CONTACT: Charity R. Clark, Chief of Staff, 802-828-3171
In a significant decision issued today, the Vermont Supreme Court held that the Vermont Constitution protects Vermonters accused of a crime in state court, even when the evidence leading to the criminal charge was first obtained by a federal border patrol agent on “roving patrol” near the Canadian border.
“I applaud the Court’s decision,” said Attorney General Donovan. “The Vermont Constitution protects Vermonters regardless of federal government involvement.”
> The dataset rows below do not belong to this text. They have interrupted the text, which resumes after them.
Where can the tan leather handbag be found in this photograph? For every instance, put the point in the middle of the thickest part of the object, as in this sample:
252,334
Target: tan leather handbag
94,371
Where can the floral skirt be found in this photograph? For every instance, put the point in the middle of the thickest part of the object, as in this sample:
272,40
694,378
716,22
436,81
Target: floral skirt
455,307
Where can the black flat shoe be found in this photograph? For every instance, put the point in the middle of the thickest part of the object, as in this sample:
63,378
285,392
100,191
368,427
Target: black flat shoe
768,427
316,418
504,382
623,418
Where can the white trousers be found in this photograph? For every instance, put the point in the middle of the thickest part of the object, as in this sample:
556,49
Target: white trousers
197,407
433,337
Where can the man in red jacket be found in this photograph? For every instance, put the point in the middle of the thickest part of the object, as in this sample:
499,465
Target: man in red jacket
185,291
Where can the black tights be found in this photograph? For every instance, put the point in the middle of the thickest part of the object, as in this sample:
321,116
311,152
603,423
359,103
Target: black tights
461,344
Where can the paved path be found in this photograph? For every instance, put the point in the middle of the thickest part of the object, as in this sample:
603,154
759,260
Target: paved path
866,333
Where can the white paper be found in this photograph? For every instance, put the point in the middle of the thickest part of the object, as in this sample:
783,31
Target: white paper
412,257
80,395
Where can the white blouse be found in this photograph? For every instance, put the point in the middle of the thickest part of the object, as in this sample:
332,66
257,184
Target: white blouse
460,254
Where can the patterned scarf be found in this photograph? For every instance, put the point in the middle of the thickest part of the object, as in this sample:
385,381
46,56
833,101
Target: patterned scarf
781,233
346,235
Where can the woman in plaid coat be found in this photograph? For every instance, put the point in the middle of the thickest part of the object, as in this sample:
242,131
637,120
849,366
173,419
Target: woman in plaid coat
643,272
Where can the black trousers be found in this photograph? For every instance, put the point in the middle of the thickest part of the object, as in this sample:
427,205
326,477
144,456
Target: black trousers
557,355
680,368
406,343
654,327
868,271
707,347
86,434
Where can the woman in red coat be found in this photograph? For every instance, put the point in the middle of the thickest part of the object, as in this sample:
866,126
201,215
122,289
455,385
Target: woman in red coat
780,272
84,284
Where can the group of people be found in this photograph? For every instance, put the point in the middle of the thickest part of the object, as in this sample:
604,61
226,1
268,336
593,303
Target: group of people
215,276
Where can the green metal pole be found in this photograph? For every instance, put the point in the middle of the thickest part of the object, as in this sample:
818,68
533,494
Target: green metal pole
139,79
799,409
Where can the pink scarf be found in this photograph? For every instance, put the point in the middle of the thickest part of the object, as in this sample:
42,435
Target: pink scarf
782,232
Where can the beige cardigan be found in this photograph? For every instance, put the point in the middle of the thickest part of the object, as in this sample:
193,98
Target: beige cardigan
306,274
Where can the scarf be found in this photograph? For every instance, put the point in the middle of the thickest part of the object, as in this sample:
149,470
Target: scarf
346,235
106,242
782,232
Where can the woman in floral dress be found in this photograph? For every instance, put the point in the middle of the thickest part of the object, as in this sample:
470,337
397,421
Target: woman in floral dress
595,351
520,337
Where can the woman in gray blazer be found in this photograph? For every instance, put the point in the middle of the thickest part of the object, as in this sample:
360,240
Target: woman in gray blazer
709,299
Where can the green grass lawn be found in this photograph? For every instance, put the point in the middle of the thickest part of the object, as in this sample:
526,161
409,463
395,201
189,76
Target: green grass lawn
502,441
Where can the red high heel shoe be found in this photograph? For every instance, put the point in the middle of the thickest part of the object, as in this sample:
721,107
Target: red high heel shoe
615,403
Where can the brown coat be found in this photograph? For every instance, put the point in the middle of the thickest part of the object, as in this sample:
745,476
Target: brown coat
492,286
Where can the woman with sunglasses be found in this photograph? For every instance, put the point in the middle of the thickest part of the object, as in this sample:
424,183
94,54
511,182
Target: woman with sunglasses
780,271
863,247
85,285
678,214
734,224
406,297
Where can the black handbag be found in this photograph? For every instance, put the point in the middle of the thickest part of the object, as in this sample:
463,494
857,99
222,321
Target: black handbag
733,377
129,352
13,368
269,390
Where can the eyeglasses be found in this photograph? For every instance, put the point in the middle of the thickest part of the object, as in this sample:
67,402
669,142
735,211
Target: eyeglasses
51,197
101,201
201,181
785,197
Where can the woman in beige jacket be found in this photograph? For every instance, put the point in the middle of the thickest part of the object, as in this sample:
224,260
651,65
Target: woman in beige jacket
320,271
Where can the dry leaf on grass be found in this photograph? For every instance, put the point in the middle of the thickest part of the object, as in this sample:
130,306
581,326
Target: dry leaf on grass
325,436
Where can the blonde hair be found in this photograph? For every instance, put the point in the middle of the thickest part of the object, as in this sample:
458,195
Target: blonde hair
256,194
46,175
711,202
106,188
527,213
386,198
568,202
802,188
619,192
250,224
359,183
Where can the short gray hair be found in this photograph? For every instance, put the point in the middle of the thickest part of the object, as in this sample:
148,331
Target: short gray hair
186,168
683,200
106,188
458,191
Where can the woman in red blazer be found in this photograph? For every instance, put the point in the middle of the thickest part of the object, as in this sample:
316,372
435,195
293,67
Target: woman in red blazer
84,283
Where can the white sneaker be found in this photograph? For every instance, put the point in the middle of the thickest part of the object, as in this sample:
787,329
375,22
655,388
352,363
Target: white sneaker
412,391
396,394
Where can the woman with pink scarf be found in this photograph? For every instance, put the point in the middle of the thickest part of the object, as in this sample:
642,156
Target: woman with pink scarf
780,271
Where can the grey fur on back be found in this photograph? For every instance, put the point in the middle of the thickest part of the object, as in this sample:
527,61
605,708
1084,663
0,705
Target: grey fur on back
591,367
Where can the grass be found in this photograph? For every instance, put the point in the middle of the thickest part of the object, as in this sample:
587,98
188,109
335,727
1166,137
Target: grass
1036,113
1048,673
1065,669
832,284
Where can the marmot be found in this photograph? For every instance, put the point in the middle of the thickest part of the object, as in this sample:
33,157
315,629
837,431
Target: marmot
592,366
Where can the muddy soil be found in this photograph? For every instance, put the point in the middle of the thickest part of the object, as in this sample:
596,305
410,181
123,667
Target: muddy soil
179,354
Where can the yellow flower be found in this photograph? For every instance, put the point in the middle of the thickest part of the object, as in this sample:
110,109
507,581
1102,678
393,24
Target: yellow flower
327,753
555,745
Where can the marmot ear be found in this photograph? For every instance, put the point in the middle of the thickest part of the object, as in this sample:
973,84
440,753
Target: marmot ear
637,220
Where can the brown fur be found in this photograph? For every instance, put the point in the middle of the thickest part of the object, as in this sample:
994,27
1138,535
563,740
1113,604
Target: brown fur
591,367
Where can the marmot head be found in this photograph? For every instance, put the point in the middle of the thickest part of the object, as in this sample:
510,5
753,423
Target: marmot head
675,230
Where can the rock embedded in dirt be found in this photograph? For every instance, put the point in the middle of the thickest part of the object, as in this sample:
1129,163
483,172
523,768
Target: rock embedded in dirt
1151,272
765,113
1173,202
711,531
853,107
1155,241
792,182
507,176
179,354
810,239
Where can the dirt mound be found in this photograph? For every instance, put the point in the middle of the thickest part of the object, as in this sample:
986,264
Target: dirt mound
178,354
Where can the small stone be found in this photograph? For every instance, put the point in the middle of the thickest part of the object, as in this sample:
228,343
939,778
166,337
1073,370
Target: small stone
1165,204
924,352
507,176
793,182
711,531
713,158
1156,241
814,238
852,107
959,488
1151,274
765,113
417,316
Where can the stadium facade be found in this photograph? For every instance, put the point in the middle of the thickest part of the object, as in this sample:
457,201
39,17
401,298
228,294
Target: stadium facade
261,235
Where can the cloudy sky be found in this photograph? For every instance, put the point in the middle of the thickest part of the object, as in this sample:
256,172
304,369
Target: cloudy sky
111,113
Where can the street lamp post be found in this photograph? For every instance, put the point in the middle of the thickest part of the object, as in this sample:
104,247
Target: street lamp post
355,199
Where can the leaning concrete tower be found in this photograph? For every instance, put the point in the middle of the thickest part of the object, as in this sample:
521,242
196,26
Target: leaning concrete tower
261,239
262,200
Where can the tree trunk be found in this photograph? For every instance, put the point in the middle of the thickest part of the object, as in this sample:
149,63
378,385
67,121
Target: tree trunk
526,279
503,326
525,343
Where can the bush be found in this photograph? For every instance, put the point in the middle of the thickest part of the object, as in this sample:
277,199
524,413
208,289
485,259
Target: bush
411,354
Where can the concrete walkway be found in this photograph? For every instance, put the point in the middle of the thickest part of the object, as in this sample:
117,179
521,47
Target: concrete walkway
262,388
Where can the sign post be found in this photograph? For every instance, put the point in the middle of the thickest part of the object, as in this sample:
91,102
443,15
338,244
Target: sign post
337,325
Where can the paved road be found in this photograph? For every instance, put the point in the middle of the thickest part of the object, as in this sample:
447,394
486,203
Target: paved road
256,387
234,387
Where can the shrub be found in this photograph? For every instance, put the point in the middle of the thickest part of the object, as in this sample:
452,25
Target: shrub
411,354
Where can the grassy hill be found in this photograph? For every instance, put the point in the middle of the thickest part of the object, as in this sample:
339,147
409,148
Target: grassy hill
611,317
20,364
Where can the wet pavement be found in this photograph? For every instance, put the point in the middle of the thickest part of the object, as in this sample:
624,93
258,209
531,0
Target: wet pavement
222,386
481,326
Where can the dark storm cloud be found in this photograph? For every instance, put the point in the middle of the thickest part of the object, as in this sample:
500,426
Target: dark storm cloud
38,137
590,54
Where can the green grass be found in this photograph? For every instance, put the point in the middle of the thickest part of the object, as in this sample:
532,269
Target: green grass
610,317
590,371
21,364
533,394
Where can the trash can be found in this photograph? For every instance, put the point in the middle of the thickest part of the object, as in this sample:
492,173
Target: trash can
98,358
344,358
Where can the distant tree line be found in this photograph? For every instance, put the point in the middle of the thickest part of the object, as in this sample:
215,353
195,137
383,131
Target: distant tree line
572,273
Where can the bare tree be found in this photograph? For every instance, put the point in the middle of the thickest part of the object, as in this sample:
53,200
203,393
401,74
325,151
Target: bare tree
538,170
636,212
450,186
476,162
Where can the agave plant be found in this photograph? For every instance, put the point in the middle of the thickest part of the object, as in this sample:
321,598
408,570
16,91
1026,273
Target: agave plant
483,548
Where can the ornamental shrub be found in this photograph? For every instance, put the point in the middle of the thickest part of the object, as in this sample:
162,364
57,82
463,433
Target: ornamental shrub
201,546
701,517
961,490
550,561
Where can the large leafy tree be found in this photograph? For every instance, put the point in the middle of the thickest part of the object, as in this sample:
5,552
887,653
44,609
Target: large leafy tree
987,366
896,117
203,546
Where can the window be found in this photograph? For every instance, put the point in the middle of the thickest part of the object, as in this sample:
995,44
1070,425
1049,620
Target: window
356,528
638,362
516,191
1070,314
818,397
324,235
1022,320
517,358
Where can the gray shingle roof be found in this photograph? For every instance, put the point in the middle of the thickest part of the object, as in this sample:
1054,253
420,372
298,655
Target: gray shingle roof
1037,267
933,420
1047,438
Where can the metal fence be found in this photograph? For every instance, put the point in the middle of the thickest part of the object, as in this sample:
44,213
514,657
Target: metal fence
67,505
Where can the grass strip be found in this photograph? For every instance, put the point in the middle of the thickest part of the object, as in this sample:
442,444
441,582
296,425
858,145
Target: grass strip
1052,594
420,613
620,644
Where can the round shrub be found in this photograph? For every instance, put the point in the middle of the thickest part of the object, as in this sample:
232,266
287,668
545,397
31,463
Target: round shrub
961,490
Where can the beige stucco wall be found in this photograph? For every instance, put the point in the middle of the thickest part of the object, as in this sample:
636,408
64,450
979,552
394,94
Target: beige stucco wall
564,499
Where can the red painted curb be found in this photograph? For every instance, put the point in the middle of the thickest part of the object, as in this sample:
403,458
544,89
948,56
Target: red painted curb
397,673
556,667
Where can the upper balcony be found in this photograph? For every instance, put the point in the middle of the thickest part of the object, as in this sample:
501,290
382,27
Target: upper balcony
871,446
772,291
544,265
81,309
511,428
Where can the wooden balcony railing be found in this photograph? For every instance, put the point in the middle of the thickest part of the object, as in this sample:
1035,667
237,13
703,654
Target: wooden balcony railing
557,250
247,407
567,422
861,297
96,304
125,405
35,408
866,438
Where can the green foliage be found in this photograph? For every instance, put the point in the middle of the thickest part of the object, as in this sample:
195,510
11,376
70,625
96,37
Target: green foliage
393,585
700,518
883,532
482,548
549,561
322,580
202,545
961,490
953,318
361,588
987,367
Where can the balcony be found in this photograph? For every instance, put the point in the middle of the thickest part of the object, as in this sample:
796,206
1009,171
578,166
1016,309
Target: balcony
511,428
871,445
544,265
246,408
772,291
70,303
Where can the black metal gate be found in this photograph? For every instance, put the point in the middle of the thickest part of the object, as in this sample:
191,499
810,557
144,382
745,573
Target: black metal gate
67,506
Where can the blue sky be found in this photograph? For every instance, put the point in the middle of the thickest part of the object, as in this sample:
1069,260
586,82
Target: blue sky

In State v. Walker-Brazie, the defendants were driving to their home in Richford, when their vehicle was stopped by a U.S. Customs and Border Protection officer on Vermont Route 105, approximately 2 miles from the U.S.-Canada border. Although Article 11 of the Vermont Constitution would have required a Vermont police officer to obtain a warrant before searching defendants’ vehicle without their consent, the federal officer searched the vehicle without a warrant and discovered a small amount of marijuana and hallucinogenic mushrooms. The federal officer then turned the evidence over to the Vermont State Police and defendants were charged with drug possession in Vermont state court.
Attorney General Donovan filed an amicus brief in the case supporting the defendants and arguing that the Vermont Supreme Court “should apply Article 11 to determine whether evidence seized by federal officers in Vermont may be admitted in a Vermont criminal prosecution.” In today’s decision, the Court agreed and held that “In Vermont courts, defendants are generally entitled to the individual rights guaranteed by the Vermont Constitution.”
The defendants in the case were represented by the Vermont ACLU. The Defender General’s Office and Migrant Justice also submitted amicus briefs supporting defendants.